An energy bill passed by the Senate in April and by the House in June includes language that would exempt solar and wind electricity generation equipment from local taxation.

Under current law, municipalities have the discretion to tax the equipment or to negotiate a payment-in-lieu-of-taxes (PILOT) agreement with the utility.

The bill passed by each branch would set a fixed PILOT rate for the municipality in which the equipment is located.

The original language in the House bill would set the PILOT rate at 5 percent of annual gross electricity sales – the same as the Senate bill – but an amendment filed by Rep. Stephen Kulik, adopted by the House, would increase the figure to 6 percent. The amendment would allow the value of the PILOT to be included under the community’s levy limit and includes a sunset provision, under which the exemption would expire in five years.

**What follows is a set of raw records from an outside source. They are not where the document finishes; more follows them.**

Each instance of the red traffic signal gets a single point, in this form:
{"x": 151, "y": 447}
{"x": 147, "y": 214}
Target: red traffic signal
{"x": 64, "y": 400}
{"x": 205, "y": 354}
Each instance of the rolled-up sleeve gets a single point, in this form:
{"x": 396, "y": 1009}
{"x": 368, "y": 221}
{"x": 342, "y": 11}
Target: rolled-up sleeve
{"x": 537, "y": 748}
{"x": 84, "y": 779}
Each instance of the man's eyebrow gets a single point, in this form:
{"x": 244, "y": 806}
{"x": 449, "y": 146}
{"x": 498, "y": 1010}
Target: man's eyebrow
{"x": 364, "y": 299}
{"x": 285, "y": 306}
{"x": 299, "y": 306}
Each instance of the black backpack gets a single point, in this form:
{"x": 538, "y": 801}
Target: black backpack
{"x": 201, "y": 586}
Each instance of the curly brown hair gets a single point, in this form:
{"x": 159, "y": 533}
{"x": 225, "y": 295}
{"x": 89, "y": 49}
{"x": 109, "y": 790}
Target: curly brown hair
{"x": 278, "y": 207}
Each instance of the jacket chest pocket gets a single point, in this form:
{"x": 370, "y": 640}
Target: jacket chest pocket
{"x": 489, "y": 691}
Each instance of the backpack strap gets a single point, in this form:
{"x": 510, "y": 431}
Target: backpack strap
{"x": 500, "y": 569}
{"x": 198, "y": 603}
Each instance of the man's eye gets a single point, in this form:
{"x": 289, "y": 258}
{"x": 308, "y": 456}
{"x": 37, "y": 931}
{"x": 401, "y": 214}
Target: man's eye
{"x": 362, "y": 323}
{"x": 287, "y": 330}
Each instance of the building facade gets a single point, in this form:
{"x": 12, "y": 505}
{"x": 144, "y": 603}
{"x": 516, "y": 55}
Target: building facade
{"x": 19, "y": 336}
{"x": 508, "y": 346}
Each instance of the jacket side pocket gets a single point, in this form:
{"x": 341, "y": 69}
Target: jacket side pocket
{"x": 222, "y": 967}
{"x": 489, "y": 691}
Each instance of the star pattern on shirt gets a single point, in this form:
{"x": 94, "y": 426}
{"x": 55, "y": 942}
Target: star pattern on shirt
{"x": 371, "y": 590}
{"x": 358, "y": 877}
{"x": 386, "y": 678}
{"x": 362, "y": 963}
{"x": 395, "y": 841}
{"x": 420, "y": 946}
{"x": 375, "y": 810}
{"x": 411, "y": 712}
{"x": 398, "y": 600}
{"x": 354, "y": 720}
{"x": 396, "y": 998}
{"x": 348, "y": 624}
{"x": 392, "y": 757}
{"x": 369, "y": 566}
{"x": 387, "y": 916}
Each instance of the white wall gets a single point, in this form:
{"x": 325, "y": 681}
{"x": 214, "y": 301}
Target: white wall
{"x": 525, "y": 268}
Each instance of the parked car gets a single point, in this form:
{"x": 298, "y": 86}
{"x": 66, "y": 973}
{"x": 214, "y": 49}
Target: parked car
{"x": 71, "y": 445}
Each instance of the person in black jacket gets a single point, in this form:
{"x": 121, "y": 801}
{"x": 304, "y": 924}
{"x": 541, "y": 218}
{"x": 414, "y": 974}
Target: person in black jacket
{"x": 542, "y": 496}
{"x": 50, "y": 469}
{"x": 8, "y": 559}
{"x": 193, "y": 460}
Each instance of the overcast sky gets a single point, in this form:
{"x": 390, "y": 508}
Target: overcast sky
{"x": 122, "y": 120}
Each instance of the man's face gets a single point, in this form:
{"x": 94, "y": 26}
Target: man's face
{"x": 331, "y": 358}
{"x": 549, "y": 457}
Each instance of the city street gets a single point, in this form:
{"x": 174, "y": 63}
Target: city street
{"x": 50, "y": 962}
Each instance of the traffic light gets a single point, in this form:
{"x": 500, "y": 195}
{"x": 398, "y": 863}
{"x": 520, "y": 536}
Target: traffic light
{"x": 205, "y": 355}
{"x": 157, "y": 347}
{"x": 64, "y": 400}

Both the Senate and House bills call for the Division of Local Services to study the impact of the tax exemption on municipalities.

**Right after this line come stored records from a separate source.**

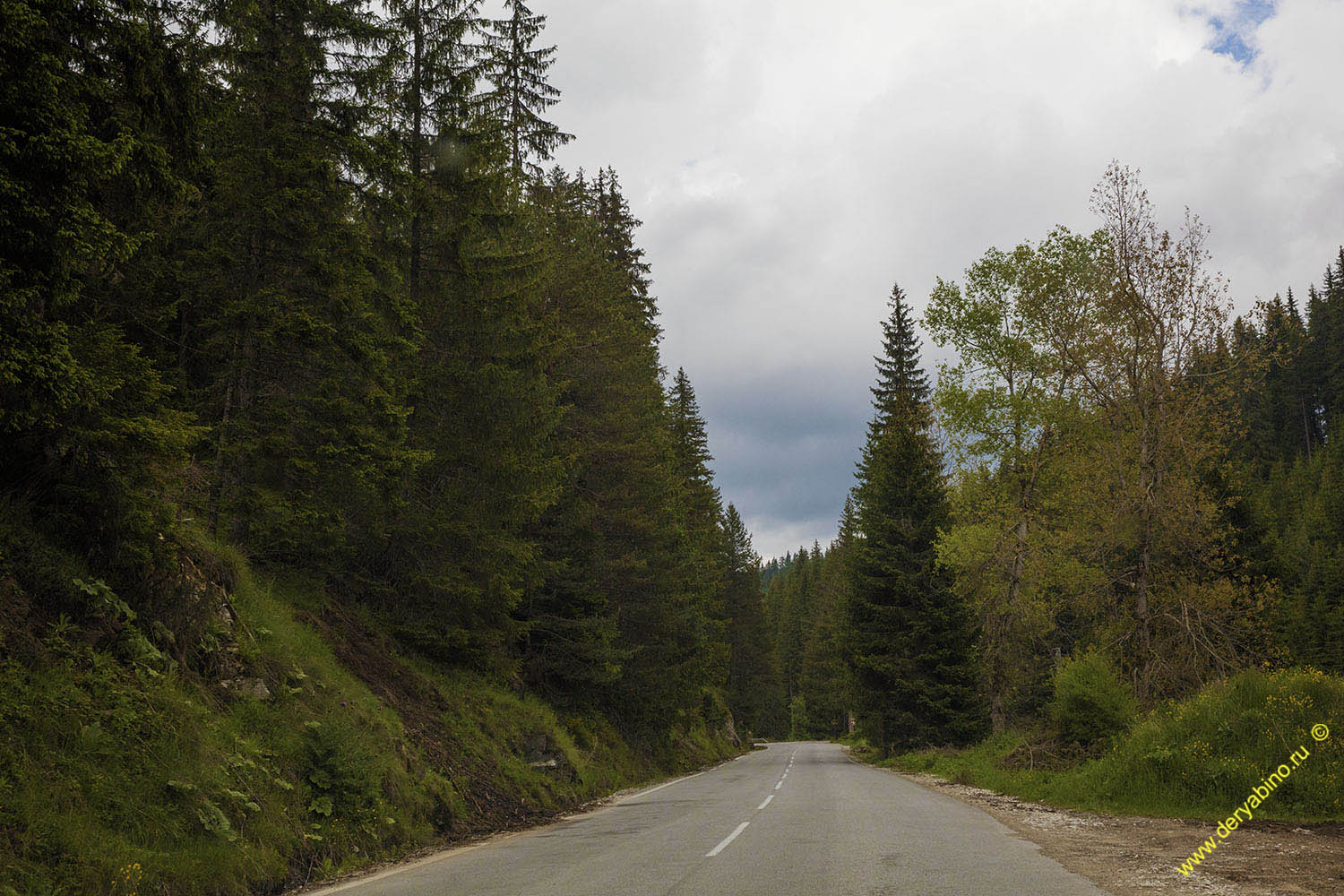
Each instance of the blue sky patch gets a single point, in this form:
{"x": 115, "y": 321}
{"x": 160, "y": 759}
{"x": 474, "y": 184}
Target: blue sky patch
{"x": 1234, "y": 35}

In a letter to the House prior to the vote, the MMA argued that “the current system is working.”

“Massachusetts ranks second in the nation in the development of solar facilities,” the MMA testified, “and cities and towns are full partners in this success. There is no good reason to undermine local taxing authority.”

The Senate and House versions of the energy bill were sent to a six-member conference committee, chaired by Sen. Ben Downing and Rep. John Keenan, to reconcile differences in the legislation.

The MMA is working with the conference committee to promote a final bill that protects the interests of municipalities.

Both bills would expand the Energy Efficiency Advisory Council to include a representative from a municipality and increase the net metering cap from 2 percent to 3 percent for municipalities. Both of these provisions are supported by the MMA.

The legislation is intended to reduce the cost of electricity in Massachusetts and promote the energy goals of the 2008 Green Communities Act.